Social Skills Training

All children need to learn appropriate social skills. Social skills are behaviors that promote positive interaction with others and the environment.
Through the use of modeling, role-play, reinforcement and other specially designed techniques a child can learn to make and keep frinds, deal with bullies, manage anger, and lead a satisfying life.

Creative Thinking

Creative power increases a young child's desire to learn and supports intellectual development. Creativity fuels the ability to problem-solve, innovate, and explore new and unfamiliar areas. It is the hallmark of ingenuity, which leads to successes in the world of art, science, and technology. Children who are encouraged to think creatively exhibit higher self-esteem and motivation.

Build Self-Confidence

Self-confidence is an essential ingredient for all aspects of the child's healthy development and a key ingredient for school success. Confidence is a belief in your ability to master your body, behavior, and the challenges you encounter in the world. Children who are confident are eager to learn new skills and face new challenges.

Sharing & Cooperation

Sharing is not an inane ability that occurs along the developmental pathway. Instead, it is a skill that needs to be learned verbally, through observation, and from experience. Reinforcing the importance of sharing throughout childhood fosters cooperation, a sense of social responsibility and responsibility to others, the ability to engage in teamwork, empathy, kindness, and social skills, among other attributes.

Sensory Integration

Providing enough sensory integration activities is important in Early Childhood development.

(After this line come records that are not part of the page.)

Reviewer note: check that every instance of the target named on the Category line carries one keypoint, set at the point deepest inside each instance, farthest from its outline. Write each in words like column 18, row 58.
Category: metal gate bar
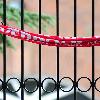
column 40, row 50
column 22, row 51
column 93, row 50
column 75, row 49
column 57, row 31
column 4, row 52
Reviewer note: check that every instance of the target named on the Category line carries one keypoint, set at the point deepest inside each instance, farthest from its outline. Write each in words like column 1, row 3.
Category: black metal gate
column 57, row 82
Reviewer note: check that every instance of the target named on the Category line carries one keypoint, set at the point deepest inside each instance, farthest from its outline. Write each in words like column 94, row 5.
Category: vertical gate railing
column 39, row 84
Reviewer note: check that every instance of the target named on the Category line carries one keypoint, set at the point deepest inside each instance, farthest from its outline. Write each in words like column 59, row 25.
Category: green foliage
column 30, row 19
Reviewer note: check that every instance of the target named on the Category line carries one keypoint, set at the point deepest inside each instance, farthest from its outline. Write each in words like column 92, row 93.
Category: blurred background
column 84, row 28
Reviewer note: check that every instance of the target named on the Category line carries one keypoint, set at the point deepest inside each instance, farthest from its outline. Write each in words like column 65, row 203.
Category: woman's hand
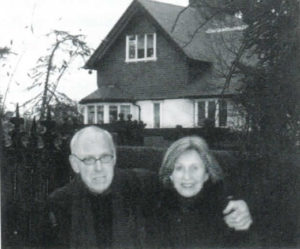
column 237, row 215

A person with Sensory Processing Disorder finds it difficult to process and act upon information received through the senses, which creates challenges in performing countless everyday tasks. Motor clumsiness, behavioral problems, anxiety, depression, school failure, and other impacts may result if the disorder is not treated effectively.

Gross Motor Skills

Gross Motor development involves the larger, stronger muscle groups of the body. Gross motor skills are larger movements your baby makes with his arms, legs, feet, or entire body. Gross motor activities help your child to really "feel" their muscles and joints. Jumping, running, crawling, sliding, climbing, and riding give good proprioceptive input.

Fine Motor Skills

Fine motor movements involve the coordination of small muscles in the hands and fingers. Strong fine motor skills are essential to complete tasks such as writing, cutting, using a fork or spoon, threading beads, moving puzzle pieces, zipping, buttoning, and tying shoe laces. Without well-developed fine motor skills, a child may have difficulty learning to write or performing many of the other critical tasks presented in preschool and kindergarten classrooms.

Coordination & Balance

Balance and coordination skills help toddlers interact with the world around them and perform more complex physical activities. Running, jumping, kicking, throwing, drawing pictures, or constructing block towers are all examples of activities that develop a toddler's balance and coordination. Balance and coordination skills develop over time as children play and experiment with their worlds, so it's important to provide a safe, supportive environment as your toddler learns to develop these skills.